De-noising of Contrast-Enhanced MRI Sequences by an Ensemble of Expert Deep Neural Networks

• Published in: Deep Learning and Data Labeling for Medical Applications Vol. 10008; pp. 95 - 110
• Main Authors: Benou, Ariel, Veksler, Ronel, Friedman, Alon, Riklin Raviv, Tammy
• Format: Book Chapter
• Language: English
• Published: Switzerland Springer International Publishing AG 2016; Springer International Publishing
• Series: Lecture Notes in Computer Science
• Subjects: Artificial intelligence; Brain Tumor Patient; Deep Neural Network; Dynamic Contrast Enhance Magnetic Resonance Imaging; Image processing; Mean Square Error; Pattern recognition; Restrict Boltzmann Machine
• ISBN: 9783319469751; 3319469754
• ISSN: 0302-9743; 1611-3349
• DOI: 10.1007/978-3-319-46976-8_11

Dynamic contrast-enhanced MRI (DCE-MRI) is an imaging protocol where MRI scans are acquired repetitively throughout the injection of a contrast agent. The analysis of dynamic scans is widely used for the detection and quantification of blood brain barrier (BBB) permeability. Extraction of the pharmacokinetic (PK) parameters from the DCE-MRI washout curves allows quantitative assessment of the BBB functionality. Nevertheless, curve fitting required for the analysis of DCE-MRI data is error-prone as the dynamic scans are subject to non-white, spatially-dependent and anisotropic noise that does not fit standard noise models. The two existing approaches i.e. curve smoothing and image de-noising can either produce smooth curves but cannot guaranty fidelity to the PK model or cannot accommodate the high variability in noise statistics in time and space. We present a novel framework based on Deep Neural Networks (DNNs) to address the DCE-MRI de-noising challenges.

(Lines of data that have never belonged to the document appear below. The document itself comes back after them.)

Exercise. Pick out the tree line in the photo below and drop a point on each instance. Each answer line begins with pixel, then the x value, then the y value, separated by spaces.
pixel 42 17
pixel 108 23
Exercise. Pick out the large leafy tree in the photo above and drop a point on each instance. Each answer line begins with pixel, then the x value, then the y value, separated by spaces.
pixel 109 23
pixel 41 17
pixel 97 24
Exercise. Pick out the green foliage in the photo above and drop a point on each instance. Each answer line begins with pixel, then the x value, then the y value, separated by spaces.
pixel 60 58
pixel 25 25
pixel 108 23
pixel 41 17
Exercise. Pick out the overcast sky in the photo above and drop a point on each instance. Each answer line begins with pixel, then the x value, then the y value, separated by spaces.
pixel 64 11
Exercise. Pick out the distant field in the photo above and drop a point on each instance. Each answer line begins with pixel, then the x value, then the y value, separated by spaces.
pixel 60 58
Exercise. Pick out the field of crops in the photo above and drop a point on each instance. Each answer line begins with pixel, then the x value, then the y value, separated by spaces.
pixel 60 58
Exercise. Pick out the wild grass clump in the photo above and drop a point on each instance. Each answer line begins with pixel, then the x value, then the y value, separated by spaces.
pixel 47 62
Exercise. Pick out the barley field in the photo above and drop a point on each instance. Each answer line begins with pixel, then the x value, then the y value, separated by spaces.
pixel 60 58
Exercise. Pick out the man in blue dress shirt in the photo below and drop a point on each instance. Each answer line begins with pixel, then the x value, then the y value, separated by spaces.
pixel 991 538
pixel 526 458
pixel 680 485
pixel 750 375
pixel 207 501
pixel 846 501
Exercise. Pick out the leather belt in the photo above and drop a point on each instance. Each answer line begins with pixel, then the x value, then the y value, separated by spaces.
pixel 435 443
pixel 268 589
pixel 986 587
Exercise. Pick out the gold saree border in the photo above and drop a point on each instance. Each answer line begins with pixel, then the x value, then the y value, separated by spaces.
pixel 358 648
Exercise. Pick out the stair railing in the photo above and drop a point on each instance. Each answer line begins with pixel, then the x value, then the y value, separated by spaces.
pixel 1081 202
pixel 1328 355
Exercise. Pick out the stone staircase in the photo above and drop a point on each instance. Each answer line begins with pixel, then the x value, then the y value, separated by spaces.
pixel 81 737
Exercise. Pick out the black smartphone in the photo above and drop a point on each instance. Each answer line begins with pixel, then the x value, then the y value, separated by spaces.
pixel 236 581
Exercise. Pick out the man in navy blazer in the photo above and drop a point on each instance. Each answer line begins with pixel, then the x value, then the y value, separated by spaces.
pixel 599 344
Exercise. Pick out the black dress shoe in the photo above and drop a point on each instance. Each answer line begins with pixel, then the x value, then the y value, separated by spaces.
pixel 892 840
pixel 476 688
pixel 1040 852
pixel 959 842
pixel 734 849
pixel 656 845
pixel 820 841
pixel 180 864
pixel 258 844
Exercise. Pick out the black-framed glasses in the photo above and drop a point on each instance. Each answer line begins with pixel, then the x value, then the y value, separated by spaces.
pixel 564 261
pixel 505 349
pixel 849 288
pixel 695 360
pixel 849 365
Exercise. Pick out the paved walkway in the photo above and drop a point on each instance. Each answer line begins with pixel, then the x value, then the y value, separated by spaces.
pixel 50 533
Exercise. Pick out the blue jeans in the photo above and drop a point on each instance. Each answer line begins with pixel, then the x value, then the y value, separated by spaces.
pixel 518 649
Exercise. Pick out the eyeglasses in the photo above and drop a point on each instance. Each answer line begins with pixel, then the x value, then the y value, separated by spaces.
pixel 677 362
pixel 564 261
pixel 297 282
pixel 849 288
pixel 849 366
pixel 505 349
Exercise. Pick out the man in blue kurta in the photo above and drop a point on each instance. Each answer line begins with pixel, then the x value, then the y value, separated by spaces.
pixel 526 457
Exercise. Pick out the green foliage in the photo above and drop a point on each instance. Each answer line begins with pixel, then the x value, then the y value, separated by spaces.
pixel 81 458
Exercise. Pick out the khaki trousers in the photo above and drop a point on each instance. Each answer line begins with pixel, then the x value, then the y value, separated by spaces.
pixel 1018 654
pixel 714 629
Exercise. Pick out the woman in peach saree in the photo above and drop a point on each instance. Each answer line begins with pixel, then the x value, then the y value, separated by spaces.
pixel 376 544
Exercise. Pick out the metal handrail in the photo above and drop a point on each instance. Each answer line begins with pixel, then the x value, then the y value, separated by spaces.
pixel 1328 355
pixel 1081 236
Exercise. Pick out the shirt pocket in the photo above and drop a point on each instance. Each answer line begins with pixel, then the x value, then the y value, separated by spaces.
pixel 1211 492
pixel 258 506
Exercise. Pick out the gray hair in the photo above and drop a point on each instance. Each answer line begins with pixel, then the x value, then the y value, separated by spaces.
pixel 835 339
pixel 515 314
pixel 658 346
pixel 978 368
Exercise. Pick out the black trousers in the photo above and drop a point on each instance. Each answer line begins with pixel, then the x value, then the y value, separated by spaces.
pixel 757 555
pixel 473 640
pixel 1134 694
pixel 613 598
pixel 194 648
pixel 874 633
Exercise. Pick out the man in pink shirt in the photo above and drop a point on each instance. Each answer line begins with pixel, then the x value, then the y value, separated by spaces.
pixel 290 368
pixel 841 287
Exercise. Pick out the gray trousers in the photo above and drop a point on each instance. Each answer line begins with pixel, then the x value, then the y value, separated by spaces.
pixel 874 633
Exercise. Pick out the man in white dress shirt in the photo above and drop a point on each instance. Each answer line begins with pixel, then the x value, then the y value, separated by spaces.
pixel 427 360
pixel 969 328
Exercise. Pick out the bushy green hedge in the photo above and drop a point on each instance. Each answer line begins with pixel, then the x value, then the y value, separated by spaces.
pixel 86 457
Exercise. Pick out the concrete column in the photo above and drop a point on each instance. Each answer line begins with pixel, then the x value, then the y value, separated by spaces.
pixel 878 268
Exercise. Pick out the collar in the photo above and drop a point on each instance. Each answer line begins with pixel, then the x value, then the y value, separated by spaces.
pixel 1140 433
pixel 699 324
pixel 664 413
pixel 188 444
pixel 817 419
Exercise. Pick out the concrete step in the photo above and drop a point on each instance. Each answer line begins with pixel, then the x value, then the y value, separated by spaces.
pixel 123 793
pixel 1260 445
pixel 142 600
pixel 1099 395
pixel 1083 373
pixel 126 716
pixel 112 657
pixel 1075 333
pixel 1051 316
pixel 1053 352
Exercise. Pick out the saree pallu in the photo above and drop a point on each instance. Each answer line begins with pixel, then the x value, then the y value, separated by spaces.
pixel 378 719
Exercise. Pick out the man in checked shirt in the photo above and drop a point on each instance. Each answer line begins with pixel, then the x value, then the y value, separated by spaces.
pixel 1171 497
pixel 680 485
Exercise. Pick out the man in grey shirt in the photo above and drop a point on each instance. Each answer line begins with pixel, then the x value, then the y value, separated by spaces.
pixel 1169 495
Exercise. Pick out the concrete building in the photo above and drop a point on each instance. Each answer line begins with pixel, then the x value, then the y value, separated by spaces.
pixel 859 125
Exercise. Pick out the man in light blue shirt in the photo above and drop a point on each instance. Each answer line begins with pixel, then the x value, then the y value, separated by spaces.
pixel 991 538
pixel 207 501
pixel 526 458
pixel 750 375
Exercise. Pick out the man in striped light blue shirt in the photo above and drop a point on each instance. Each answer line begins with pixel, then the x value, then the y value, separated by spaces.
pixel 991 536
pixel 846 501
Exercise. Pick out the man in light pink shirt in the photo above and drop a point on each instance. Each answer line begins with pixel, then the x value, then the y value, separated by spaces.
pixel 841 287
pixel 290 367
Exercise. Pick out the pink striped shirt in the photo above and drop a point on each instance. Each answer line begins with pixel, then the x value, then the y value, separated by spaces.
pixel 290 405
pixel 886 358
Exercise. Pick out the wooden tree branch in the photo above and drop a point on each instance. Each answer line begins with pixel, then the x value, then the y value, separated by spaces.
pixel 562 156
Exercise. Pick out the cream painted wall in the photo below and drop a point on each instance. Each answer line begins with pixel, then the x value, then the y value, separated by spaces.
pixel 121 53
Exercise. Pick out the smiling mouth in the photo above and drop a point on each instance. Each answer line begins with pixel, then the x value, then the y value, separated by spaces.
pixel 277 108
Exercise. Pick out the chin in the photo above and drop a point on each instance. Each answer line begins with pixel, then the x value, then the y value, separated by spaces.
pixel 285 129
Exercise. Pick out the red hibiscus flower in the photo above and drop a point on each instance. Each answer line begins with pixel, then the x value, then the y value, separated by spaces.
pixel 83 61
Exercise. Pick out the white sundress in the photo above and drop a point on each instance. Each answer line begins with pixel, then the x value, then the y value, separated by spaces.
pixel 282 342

The key idea is based on an ensembling of expert DNNs, where each is trained for different noise characteristics and curve prototypes to solve an inverse problem on a specific subset of the input space. The most likely reconstruction is then chosen using a classifier DNN. As ground-truth (clean) signals for training are not available, a model for generating realistic training sets with complex nonlinear dynamics is presented. The proposed approach has been applied to DCE-MRI scans of stroke and brain tumor patients and is shown to favorably compare to state-of-the-art de-noising methods, without degrading the contrast of the original images.